Radiografia crítica do País conquista
jovens
Recomendado pelas escolas,
'Cronicamente Inviável' atrai cada vez mais estudantes
Divulgação
'Cronicamente Inviável',
um retrato incômodo de brasileiros de Norte a Sul | |
| BETH NÉSPOLI
Desde a estréia de seu primeiro longa-metragem, Maldita Coincidência,
em 1980, o cineasta paranaense Sérgio Bianchi luta contra o rótulo de
maldito, contra a pecha de artista talentoso e rebelde, autor de filmes
viscerais, inteligentes, críticos e corrosivos, porém fadados - por sua
contundência - à conquista de um público restrito de intelectuais e
cinéfilos. "Minha arte é popular", insiste Bianchi.
A ótima recepção de Cronicamente Inviável, seu mais recente longa,
parece confirmar o que diz o cineasta. Ele sempre culpou a censura
econômica pelas curtas temporadas, no circuito de exibição, de filmes como
Mato Eles?, premiado nos festivais de Gramado e Brasília em 1982, Divina
Previdência, também premiado em Gramado, Causa Secreta e Romance.
Com Cronicamente Inviável a situação não é muito diferente. O filme
tem apenas cinco cópias no mercado e está em cartaz no Espaço Unibanco e
no Cine Arte Lilian Lemmertz, em São Paulo, e no Estação Botafogo, no Rio.
Mas, mesmo sem um grande lançamento publicitário, vem alcançando um número
inesperado de espectadores - 7.205 em 19 dias no Espaço Unibanco -
atraídos quase que exclusivamente pelo boca-a-boca.

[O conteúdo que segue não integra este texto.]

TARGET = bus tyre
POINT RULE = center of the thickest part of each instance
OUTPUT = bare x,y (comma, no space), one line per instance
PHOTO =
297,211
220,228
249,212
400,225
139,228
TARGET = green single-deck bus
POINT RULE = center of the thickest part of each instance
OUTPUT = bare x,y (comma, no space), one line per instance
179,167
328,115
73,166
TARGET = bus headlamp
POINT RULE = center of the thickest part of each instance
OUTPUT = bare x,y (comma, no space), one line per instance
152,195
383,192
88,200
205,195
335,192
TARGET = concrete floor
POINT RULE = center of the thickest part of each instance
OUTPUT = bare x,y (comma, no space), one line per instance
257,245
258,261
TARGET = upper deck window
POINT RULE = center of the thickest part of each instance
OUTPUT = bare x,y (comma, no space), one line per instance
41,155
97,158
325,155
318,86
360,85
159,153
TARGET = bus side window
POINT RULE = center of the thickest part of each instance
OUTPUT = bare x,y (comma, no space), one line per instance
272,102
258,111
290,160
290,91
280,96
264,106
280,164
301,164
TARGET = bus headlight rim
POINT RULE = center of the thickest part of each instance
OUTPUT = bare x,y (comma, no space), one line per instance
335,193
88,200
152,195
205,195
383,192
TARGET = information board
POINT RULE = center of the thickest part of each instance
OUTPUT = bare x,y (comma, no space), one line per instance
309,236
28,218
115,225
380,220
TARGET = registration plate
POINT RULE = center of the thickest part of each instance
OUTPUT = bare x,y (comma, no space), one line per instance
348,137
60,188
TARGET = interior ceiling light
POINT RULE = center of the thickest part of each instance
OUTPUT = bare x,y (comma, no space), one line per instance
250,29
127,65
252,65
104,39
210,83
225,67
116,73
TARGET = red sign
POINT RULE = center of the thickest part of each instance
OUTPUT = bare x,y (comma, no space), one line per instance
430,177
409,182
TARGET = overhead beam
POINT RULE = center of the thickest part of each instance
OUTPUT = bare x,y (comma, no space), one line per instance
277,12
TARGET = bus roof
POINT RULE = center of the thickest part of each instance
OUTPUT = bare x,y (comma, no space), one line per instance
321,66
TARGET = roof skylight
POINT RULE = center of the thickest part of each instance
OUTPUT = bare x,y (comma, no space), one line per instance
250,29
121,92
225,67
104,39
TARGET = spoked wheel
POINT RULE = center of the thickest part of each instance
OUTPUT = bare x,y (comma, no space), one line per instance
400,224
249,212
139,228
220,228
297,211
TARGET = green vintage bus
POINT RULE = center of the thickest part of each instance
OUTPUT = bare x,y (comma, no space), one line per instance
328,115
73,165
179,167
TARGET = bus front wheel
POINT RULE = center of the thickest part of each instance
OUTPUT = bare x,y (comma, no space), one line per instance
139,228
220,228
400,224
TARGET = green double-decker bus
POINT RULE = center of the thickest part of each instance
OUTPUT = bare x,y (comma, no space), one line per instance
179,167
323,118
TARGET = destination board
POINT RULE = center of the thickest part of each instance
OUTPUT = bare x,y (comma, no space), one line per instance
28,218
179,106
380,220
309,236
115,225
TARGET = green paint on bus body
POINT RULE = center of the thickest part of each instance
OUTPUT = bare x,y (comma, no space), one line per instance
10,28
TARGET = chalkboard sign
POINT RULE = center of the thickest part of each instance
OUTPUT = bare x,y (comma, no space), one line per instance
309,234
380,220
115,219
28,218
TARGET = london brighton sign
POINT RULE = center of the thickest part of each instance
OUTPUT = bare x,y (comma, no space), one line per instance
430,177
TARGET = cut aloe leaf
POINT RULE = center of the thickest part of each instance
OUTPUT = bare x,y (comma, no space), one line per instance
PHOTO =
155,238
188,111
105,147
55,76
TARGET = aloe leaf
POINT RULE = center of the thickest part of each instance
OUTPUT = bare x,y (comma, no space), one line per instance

`Pilantropia' - Nas sessões das 20 e das 22 horas de
terça-feira, na sala 2 do Espaço Unibanco, o grande número de adolescentes
surpreendia. Entre eles estavam as irmãs Ana Júlia e Beatriz, acompanhadas
da mãe, Lígia Andrade de Carvalho. "Os professores do cursinho Etapa
recomendaram o filme e eu vim trazê-las", diz Lígia ao Estado, na saída da
sessão das 20 horas. Ela trabalha no Centro de Estudos do Terceiro Setor
(Cets) da Fundação Getúlio Vargas, onde o filme também foi tema de
discussão.
Integram o chamado terceiro setor as organizações não-governamentais
(Ongs) e outras entidades da sociedade civil voltadas para as questões da
cidadania. "Nossa preocupação no Cets é com a transparência dessas
organizações", afirma Lígia. "Hoje, a caridade está na moda e o filme
trata muito bem da chamada `pilantropia'", completa. "Nunca vi um filme
que mostrasse tão bem o que é o Brasil", diz, com entusiasmo, Beatriz. "É
tudo muito real e verdadeiro", acredita Ana Júlia.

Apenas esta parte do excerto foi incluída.